Like political junkies around the Commonwealth, blogger Tom Devine marked the death of Teddy Kennedy with some reminiscing about the senator—albeit with a trademark Devinian twist.
Devine recounts his sort-of up-close-and-personal encounter with Kennedy at the 2004 Democratic convention in Boston, which he described as a can’t-miss political event, regardless of one’s philosophical leanings. (“[D]espite the fact that I wouldn't vote for John Kerry or John Edwards for dogcatcher, let alone president, I decided I must go.”) Hardly a Democratic insider, the Libertarian Devine found himself running into dead ends in his search for entrée into the convention, until he called on former Springfield City Councilor Mitch Ogulewicz, an old pal of Kerry’s.
“Mitch is usually a great person to go anywhere with if there is a big crowd . … Somehow Mitch always manages not just to get in, but to also get the best seats,” Devine writes. In the end, even the charmed Ogulewicz wasn’t able to sneak Devine into the convention, although he did help him slide into a few pre-convention parties and get a few photos of Kennedy getting into his car, despite the efforts of one of the senator’s “security goons.”
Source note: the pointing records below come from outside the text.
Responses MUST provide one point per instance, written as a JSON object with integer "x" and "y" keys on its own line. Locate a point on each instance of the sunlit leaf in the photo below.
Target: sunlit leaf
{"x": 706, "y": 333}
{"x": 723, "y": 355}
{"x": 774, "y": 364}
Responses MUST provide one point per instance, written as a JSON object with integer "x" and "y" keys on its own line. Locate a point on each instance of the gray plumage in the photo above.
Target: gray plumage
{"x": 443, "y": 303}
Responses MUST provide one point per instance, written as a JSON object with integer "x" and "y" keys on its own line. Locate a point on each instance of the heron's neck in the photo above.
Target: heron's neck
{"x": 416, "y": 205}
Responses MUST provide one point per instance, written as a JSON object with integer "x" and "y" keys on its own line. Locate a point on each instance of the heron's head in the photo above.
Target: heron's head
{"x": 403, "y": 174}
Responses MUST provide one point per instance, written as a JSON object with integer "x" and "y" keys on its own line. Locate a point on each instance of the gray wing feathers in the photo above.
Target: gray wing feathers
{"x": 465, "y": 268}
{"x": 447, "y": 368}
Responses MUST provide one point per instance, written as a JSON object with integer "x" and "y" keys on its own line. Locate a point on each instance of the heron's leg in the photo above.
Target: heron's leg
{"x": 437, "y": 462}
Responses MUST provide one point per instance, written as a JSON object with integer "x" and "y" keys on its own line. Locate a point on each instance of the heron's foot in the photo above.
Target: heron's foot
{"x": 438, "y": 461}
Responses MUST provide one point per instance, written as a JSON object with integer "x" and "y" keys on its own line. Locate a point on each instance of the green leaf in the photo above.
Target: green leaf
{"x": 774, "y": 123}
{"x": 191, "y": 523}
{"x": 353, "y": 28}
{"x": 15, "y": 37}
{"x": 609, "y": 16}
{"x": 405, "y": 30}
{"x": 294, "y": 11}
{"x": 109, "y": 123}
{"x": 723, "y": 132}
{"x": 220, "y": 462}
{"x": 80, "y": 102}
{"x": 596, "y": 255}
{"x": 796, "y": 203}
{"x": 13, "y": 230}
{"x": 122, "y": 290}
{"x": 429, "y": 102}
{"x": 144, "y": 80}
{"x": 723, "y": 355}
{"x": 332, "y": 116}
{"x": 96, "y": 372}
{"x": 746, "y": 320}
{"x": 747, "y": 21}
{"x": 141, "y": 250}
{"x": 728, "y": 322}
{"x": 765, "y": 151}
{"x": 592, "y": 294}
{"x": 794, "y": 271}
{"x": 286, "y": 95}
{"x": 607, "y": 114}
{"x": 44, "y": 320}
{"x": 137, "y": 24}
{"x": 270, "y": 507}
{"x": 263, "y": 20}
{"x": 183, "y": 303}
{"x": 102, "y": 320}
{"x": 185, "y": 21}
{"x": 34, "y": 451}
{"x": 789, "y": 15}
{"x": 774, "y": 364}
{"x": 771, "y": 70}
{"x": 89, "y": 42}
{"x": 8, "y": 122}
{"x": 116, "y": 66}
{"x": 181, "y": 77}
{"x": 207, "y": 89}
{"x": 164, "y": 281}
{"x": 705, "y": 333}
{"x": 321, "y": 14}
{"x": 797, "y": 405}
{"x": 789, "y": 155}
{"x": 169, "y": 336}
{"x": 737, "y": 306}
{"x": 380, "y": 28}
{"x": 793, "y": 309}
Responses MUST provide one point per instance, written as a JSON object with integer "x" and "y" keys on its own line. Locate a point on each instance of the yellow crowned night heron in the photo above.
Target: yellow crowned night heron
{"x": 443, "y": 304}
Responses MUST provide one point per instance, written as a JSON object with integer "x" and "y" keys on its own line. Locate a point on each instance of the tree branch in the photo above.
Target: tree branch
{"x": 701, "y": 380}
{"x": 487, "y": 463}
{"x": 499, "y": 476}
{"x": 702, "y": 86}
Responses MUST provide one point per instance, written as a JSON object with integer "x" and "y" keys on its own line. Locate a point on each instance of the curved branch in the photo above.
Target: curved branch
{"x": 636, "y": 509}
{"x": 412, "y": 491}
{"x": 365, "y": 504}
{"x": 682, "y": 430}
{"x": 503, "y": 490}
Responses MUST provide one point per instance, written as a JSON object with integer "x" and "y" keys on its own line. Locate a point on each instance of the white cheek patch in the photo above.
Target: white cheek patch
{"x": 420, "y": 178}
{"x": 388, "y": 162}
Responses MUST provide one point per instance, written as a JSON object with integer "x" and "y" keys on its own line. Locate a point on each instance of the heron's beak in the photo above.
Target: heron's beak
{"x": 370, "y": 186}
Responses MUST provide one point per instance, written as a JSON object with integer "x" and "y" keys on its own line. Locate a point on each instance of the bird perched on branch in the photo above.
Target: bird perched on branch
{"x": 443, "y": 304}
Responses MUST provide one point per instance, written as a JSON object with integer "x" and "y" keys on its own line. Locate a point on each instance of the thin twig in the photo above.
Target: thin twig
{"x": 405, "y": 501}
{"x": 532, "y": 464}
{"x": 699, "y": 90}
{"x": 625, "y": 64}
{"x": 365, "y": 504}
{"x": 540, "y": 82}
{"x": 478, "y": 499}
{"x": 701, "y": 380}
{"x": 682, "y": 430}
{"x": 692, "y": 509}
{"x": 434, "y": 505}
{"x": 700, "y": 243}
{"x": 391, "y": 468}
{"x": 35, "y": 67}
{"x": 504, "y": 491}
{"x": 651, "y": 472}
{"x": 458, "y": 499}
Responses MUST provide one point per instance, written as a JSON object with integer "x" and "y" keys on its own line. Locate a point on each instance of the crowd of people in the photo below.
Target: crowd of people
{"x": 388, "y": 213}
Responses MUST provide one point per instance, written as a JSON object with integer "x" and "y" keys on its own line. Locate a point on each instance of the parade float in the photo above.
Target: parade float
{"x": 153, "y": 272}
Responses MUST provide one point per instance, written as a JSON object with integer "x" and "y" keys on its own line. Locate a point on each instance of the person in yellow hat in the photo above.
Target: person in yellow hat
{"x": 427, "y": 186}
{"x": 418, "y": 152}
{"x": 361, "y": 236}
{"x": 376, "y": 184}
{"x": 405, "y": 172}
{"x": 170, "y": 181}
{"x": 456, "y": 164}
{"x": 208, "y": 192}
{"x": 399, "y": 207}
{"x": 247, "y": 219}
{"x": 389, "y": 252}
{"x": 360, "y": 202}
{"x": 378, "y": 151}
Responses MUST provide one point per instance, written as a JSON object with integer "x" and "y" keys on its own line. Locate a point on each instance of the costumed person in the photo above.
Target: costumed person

Kennedy wasn’t the only notable political figure to die in recent weeks; former Hampden County DA Matty Ryan also passed away. Ryan’s death was largely overshadowed by Kennedy’s, and the coverage he received was certainly not as laudatory as that given Kennedy (see, for instance, the Springfield Republican’s warts-and-all story announcing his death). The most intriguing piece I’ve read on Ryan’s legacy was also by Devine, who addressed the complexities of a District Attorney known for his handball-playing dates with local mobsters. To Devine, Ryan’s “mob friendships” made a certain sense, allowing him to keep a close eye on underworld activities and, some speculated, cut deals to at least temper some of those activities.
Devine also considers another of the controversies surrounding Ryan: his refusal to prosecute the Rev. Richard Lavigne for allegedly murdering altar boy Danny Croteau in 1972. “People forget how untouchable the Catholic Church was in those years, and how many would have condemned Ryan for attacking the church—of which Ryan himself was a member. In fact to this day there are those who say that the Croteau case was overblown in the media in order to embarrass the church,” Devine writes.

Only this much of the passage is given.